A few months ago, Sony launched an e-book store in the UK and started promotionally discounting some bestsellers to just 20 pence (about 32 and 1/3 cents, US, as of 9/29). Amazon, with its Most Favored Nation pricing clause, immediately followed suit, leading some commentators to blame Amazon for evilly daring to discount e-books so cheaply until The Bookseller followed up and noticed they were actually just price matching someone else. The 20 pence promotion has proceeded apace, with authors and publishers being paid the full retail value of each 20 pence e-book sold.

Predictably, controversy surrounding the pricing promotion has continued as more books have been added, with publishers and advocacy associations complaining about the de-valuing of their e-books and the threat to copyright protection this somehow poses. Apparently this slippery slope will cause consumers to come to expect that every e-book must now cost only 20 pence from now on. (Consumers really ought to be annoyed at what publishers and authors clearly seem to think of their collective intelligence.)

Peter Shea, general manager for Sony Digital Reading Services, said the retailer recognised "that there is a concern about a perceived devaluation of ebooks", and that it chose the price point of 20p for some titles "as we see this as such a significant discount off list price that consumers can appreciate it is not the 'new price of ebooks'."

Meanwhile, on Forbes, Suw Charman-Anderson writes that the price war—and the larger issue of retailer discounting as a whole—is actually distracting publishers from their real problem, which is the lack of data they get from retailers. She links to a FutureBook post by Nick Harkaway stating the problem is not so much consumers getting used to paying less as it is the retailers having the reins in publishers’ relationship with consumers.
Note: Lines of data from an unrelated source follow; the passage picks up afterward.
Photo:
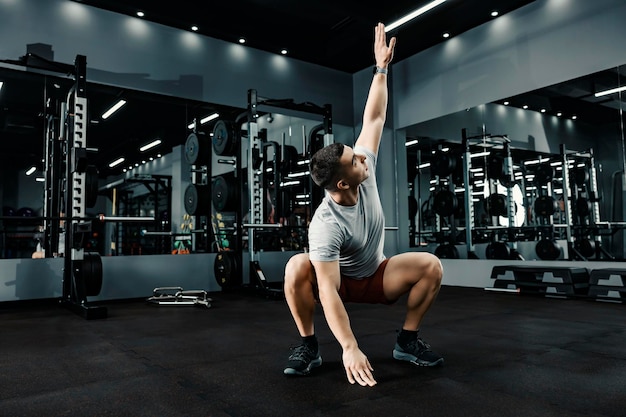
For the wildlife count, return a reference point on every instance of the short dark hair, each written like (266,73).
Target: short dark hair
(325,166)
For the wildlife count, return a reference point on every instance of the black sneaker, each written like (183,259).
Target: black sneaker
(302,360)
(418,353)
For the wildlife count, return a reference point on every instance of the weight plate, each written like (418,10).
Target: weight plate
(197,151)
(447,251)
(91,186)
(91,273)
(197,200)
(445,203)
(545,206)
(548,250)
(495,205)
(226,270)
(224,194)
(225,139)
(498,250)
(544,174)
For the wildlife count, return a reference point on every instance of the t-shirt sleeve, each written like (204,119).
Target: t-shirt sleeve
(324,239)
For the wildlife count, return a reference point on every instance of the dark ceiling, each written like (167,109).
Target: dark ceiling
(335,34)
(332,33)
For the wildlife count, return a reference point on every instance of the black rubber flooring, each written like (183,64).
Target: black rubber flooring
(506,355)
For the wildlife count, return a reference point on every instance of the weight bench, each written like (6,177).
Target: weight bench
(548,281)
(176,296)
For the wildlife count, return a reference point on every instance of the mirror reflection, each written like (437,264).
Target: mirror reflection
(536,176)
(161,174)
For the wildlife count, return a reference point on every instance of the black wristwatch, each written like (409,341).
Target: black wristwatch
(379,70)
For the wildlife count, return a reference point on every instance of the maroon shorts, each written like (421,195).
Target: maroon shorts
(367,290)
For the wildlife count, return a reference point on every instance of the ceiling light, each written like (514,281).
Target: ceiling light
(150,145)
(413,15)
(204,120)
(113,109)
(611,91)
(116,162)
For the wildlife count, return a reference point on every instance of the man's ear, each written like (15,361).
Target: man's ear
(342,185)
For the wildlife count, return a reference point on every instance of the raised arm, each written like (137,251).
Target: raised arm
(375,111)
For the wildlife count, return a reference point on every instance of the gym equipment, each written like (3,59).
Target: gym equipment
(447,251)
(443,163)
(176,296)
(544,174)
(548,249)
(445,202)
(197,148)
(608,284)
(225,192)
(90,272)
(498,250)
(563,282)
(82,272)
(496,205)
(545,206)
(196,199)
(226,270)
(225,138)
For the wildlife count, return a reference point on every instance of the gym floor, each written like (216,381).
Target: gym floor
(506,355)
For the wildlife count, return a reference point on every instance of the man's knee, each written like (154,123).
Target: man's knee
(435,269)
(298,268)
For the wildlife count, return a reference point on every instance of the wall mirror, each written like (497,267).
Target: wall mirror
(535,176)
(136,153)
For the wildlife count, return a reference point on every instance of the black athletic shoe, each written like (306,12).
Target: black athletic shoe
(418,353)
(302,360)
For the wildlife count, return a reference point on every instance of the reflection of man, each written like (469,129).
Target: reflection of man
(346,262)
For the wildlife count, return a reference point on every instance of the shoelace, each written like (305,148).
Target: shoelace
(421,345)
(301,353)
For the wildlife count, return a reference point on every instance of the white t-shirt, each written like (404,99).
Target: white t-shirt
(351,234)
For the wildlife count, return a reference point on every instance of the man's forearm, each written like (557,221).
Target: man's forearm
(376,105)
(338,320)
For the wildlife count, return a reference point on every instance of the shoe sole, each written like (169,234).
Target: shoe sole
(401,356)
(313,364)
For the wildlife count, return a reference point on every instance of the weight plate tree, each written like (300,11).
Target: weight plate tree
(82,273)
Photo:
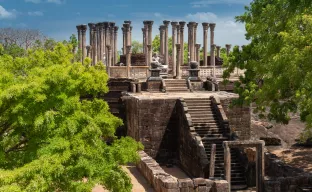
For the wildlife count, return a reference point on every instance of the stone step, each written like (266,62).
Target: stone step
(235,186)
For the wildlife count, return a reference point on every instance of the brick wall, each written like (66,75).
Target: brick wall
(163,182)
(239,119)
(151,121)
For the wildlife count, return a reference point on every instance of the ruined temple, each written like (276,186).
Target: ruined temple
(183,117)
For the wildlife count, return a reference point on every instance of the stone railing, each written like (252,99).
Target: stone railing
(222,118)
(192,155)
(164,182)
(136,72)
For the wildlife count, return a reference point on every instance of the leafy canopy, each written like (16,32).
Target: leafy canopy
(50,139)
(278,75)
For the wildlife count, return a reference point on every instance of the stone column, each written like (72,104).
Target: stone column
(213,60)
(178,33)
(98,42)
(83,33)
(212,27)
(144,39)
(105,28)
(112,42)
(115,45)
(79,40)
(218,51)
(174,55)
(128,59)
(123,40)
(130,35)
(195,33)
(109,60)
(166,24)
(94,53)
(146,42)
(150,40)
(182,24)
(191,26)
(99,38)
(90,37)
(198,53)
(179,61)
(161,39)
(228,48)
(205,28)
(88,50)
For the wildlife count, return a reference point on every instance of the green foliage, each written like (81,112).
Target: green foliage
(137,47)
(278,75)
(50,138)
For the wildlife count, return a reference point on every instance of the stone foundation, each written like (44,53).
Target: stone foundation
(163,182)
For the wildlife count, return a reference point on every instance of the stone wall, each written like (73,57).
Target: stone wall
(152,122)
(163,182)
(137,59)
(239,119)
(192,155)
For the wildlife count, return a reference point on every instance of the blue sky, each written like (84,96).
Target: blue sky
(58,18)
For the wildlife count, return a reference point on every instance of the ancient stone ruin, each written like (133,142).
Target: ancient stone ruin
(182,115)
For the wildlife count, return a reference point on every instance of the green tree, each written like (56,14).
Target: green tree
(137,47)
(51,138)
(278,75)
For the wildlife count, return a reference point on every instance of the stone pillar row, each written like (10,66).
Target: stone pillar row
(101,34)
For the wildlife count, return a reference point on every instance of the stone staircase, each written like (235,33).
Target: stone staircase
(206,125)
(176,85)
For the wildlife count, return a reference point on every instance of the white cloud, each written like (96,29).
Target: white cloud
(56,1)
(202,17)
(4,14)
(46,1)
(206,3)
(35,13)
(33,1)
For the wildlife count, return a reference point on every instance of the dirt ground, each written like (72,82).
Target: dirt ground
(139,183)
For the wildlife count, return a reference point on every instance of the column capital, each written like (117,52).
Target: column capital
(109,47)
(178,46)
(212,26)
(166,23)
(228,46)
(116,29)
(83,28)
(174,23)
(112,24)
(78,27)
(205,26)
(191,23)
(91,25)
(148,22)
(128,49)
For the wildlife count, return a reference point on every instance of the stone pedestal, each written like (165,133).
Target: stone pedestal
(154,82)
(128,60)
(194,71)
Harkaway feels that the publishers suffer from a case of myopia brought on by the distance between the inner workings of their industry and consumers:

I think – though I’m not sure – that the traditional industry is suffering somewhat from a perspective issue; because individual houses have made enormous internal infrastructural changes to meet the digital age, they feel strongly that they are doing a lot. The trouble is that none of these changes are really visible externally. Ebook pricing remains absurd, and the text is still often poorly laid out or botched. Ebook deals with authors remain contentious and retain the appearance of being a fiddle. The industry’s digital engagement with the audience remains in most cases negligible. Fundamentally, publishing remains cut off in its silo. It’s not true that the digital shift always brings disintermediation. Amazon and the rest are the ultimate mediators, so good at it that they sit astride the connection between publisher and purchaser so that neither can see the other – and the industry allows this to continue and indeed to intensify.

On Forbes, Charman-Anderson suggests that publishers need to hurry up and build out their own retail solutions so that they can have contact with the customers—and, more importantly, access to all the sales and other data those customers’ interaction with their store generates. It is possession of that data that has allowed Amazon to tailor its strategies so successfully—and Amazon’s reluctance to share that data with publishers increases its own power.

By having control of pricing in their own outlets, publishers could experiment with combining digital and print formats, or try other methods of bundling. Rather than trying to nobble Amazon’s pricing, publishers should try to outcompete it—at least as far as their own books are concerned.

This can’t be a bad idea. I know that Baen has done well ever since it started selling its own e-books direct to consumers, and so has O’Reilly. Baen doesn’t do much in the way of bundling (save for binding CDs full of e-books into certain of its hardcover releases), but it does release other offerings, such as entire series bundles from time to time or its higher-priced early-release “E-ARC” e-books. And O’Reilly bundles like crazy and hasn’t seen any decline in its business out of it. And both publishers are also DRM-free, and were so long before Tor got the idea.

But of course, they aren’t major big six publishers, and those are the ones who might most need to reach out to consumers directly to save themselves. However, publishing industry consultant Mike Shatzkin points out there is a problem with this idea—if a publisher discounts below MSRP, Amazon might insist that its discount should be based on the publisher’s sale price, rather than the suggested retail price. But presumably that could be hashed out in contracts.

In any event, publishers continuing to cry wolf over even the most blatant promotional sale prices for their e-books doesn’t speak well to publishers’ perception of their customers’ intelligence—or to their judgment in how to express it. Sooner or later, something’s got to give.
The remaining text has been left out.